Erbrechtlich wäre zunächst zu klären, welche Regelung Ihre Eltern getroffen haben. Hiervon wird abhängen, inwieweit Ihre Schwester später rechnerisch an einer solchen Immobilienschenkung überhaupt zu beteiligen ist. Wenn Ihre Eltern sich zum Beispiel gegenseitig zu Alleinerben eingesetzt haben und wenn Ihre Schwester dies akzeptieren würde (also nicht den Pflichtteil nach dem Tode Ihres Vaters verlangen würde, wobei ich hier unterstelle, dass Ihr Vater als erster versterben würde) dann könnte Ihre Schwester aus der Immobilienschenkung nur dann Rechte herleiten, wenn die Schenkung zum Zeitpunkt des Todes Ihrer Mutter nicht länger als zehn Jahre zurückliegt. Angesichts der Tatsache, dass Ihre Mutter erst 67 Jahre alt und gesund ist, spricht einiges dafür, dass eine solche Schenkung im Erbfall überhaupt nicht berücksichtigt wird. Dies bedeutet jedoch, dass Ihre Schwester diesbezüglich leer ausgehen würde. Sie bzw. Ihre Eltern müssen dann entscheiden, ob Sie dies wollen. Es gibt selbstverständlich immer die Möglichkeit, bereits jetzt im Wege der vorweggenommenen Erbfolge Ihrer Schwester einen Teil auszuzahlen, welcher der hälftigen Schenkung entsprechen würde. Allerdings kann ich Ihnen ein solches Vorgehen nicht empfehlen, denn es steht aus heutiger Sicht noch nicht fest, ob Ihre Eltern überhaupt einen Nachlass hinterlassen werden. Dies betrifft einerseits die oben genannte 10-Jahresfrist bei der Berechnung eines Pflichtteilsergänzungsanspruchs. Andererseits – wenn die Immobilienschenkung nicht stattfindet und alles so bleibt wie es ist – besteht auch die Möglichkeit, dass Ihre Eltern keinen Nachlass hinterlassen werden, weil die Immobilie eines Tages verwertet werden müsste, um zum Beispiel die Kosten eines Pflegeheimes zu decken. Wenn Sie also bereits jetzt Ihrer Schwester einen Anteil auszahlen, haben Sie möglicherweise mehr gezahlt, als Ihrer rechtlichen Verpflichtung später im Erbfall entsprechen würde. Deshalb empfehle ich, einen erbrechtlichen Ausgleich mit Ihrer Schwester vorläufig nicht durchzuführen.

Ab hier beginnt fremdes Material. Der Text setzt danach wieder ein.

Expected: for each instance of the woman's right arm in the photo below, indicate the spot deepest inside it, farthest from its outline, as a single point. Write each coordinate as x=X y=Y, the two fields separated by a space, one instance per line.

Sozialrechtlich wird sich ein gewisses Restrisiko nicht vermeiden lassen. In die weitere Betrachtung sind verschiedene Szenarien einzubeziehen:
Wenn sich der Zustand Ihres Vaters weiter verschlechtert und sich der Umzug ins Pflegeheim nicht mehr verhindern lässt, dann werden die Einkünfte Ihres Vaters vermutlich nicht ausreichen, um die Kosten eines Pflegeheimes zu decken. Andererseits wohnt ja ihre Mutter dann immer noch in dem Haus. Sie wird gegebenenfalls einen Teil ihrer Rente als Ehegattenunterhalt beisteuern müssen, jedoch kann man von ihr nicht verlangen, aus dem Haus auszuziehen bzw. das Haus zu verkaufen. Es besteht das Risiko, dass das Sozialamt den Zuschuss zu den Kosten des Pflegeheimes in Form eines Darlehens gewährt, welches zu einem späteren Zeitpunkt – nach Verkauf der Immobilie, spätestens nach dem Tod Ihrer Mutter- , zurückzuzahlen ist. Gegebenenfalls wird das Sozialamt auch auf Sie und Ihre Schwester zukommen, da Kinder ihren Eltern gegenüber auch unterhaltspflichtig sind, je nach individuellen finanziellen Verhältnissen.

Wenn die Immobilie bereits jetzt auf Sie übertragen wird, dann besteht für das Sozialamt die Möglichkeit, die Schenkung wegen Verarmung des Schenkers zu widerrufen, allerdings nur innerhalb von 10 Jahren nach der Schenkung. Da eine solche Rückabwicklung nicht verlangt werden kann, wenn Sie bereits erhebliche Geldbeträge in die Sanierung des Hauses investiert haben, bestünde die Alternative darin, dass Sie den Wert der Schenkung ausbezahlen müssten. Dieser Wert der Schenkung wiederum reduziert sich um den kapitalisierten Wert des Wohnrechts. Da das Wohnrecht auf der Basis des Alters Ihrer Mutter (als der jüngeren von beiden) berechnet wird, hätte das Sozialamt in diesem Fall nur Zugriff auf einen geringeren Betrag im Vergleich zu der Situation, wenn die Immobilie nicht auf Sie übertragen worden wäre.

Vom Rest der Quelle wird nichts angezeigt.